I was wondering how the internal process (mapping function) is taking place? Is the qualitative output states are getting some nominal value inside the model and after processing it is again getting converted to the categorical data? because a NN model cannot map float input values to a categorical data through hidden neurons, so what is actually happening, although the model is working fine.
If the model converts the categorical outputs into nominal ones and then start processing then on what basis it converts the categorical value into some arbitrary numerical values?
Yes, categorical values are usually being converted to numbers, and the networks learn to associate input data with these numbers. However these numbers are often further encoded, not to use only single output neuron. The most common way to do it, for unordered labels, is to add dummy output neurons dedicated to each category and use 1-of-C encoding, with 0.1 and 0.9 as target values. Output is interpreted using the Winner-take-all paradigm.

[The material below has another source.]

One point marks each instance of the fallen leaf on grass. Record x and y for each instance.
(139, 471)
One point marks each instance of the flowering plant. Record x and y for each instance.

Using only one neuron and encoding categories with different numbers for unordered labels often leads to problems - as the network will treat middle categories as "averages" of the boundary categories. This however may sometimes be desired, if you have ordered categorical data.
You can find very good explanation of this issue in this part of the online Neural Network FAQ.
The neural net's computations all take place on continuous values. To do multiclass classification with discrete output, its final layer produces a vector of such values, one for each class. To make a discrete class prediction, take the index of the maximum element in that vector.
So if the final layer in a classification network for four classes predicts [0 -1 2 1], then the third element of the vector is the largest and the third class is selected. Often, these values are also constrained to form a probability distribution by means of a softmax activation function.